To get back home, Dulcie steals Dad's truck from Mom and begins the cross-country journey in reverse on her own. This adventure, along with the life that Dulcie begins to make for herself in Connecticut with her grandfather and an unexpected new friend, is what shapes Dulcie's search for identity.

Throughout this unusual coming-of-age tale Acampora deftly weaves Dulcie's memories of Dad with her insights into her current dilemma with Mom and her concerns about her future, deepening our understanding of her character as the journey unfolds, defining her with each new revelation about what she needs to become herself.
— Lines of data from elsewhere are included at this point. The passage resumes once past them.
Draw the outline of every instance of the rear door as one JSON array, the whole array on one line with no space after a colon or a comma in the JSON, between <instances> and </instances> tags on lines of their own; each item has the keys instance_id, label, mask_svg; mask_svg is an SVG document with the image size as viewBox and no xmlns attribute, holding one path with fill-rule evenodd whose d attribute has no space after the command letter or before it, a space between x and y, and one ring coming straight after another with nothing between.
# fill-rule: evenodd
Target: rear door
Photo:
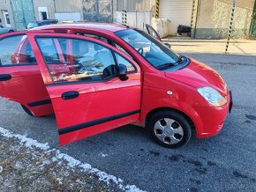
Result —
<instances>
[{"instance_id":1,"label":"rear door","mask_svg":"<svg viewBox=\"0 0 256 192\"><path fill-rule=\"evenodd\" d=\"M76 34L27 32L55 110L60 144L139 118L140 69L116 48ZM127 67L128 79L117 67Z\"/></svg>"},{"instance_id":2,"label":"rear door","mask_svg":"<svg viewBox=\"0 0 256 192\"><path fill-rule=\"evenodd\" d=\"M0 36L0 96L20 103L34 116L53 113L25 32Z\"/></svg>"}]
</instances>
At the start of the story, Dulcie's confused, at sea, unconnected without Dad... and must find a way to connect herself to his memory, as well as to others. The move (and Dad's death) displaces Dulcie's sense of self, stretching her sense of connection with herself and her past, forcing her to ask such soul-searching questions as:

* How does the loss of Dad change who I am?
* And who, exactly, am I?
* And where do I belong now that Dad's gone?

These are questions that any writer might ask his or her characters while exploring their inner lives: Who am I? And how does the loss of someone (or something) that I love change me? And where, ultimately, do I belong?

But by the end of the story all of the invisible lines in Dulcie's life that connect her in mysterious ways come together:
I tilted my head and imagined my nose about even with the Triple J. I stretched out my left hand and pointed toward Mom and Roxanne in California. My right hand held an invisible line that went straight to Frank's house. If my feet were connected to wires, long rays could stretch from me all the way to Sister Clare or to the Kansas Fainting Goat Farm. Somewhere, there was a line to the pink cemetery stones too. All these things were connected to me, and for one brief moment I was at the center of things--my town, my story, my self.
Dulcie's found her place, her self. She may still feel unsure of where all the lines lead, but she can feel them nonetheless:
I thought again about all the lines, real and imaginary, that surrounded me. I was not sure whether they were strands in a giant web or huge broad strokes in a picture so close to my face that I could not see it clearly.
And it's sensing the map of her life as it might unfold along these invisible lines that's enough for her (and the reader) at this moment in her life.

Defining Dulcie is an impressive debut, as well as an excellent novel to study for learning how to develop a character with depth. Take a look. You'll have lots to thank Acampora for.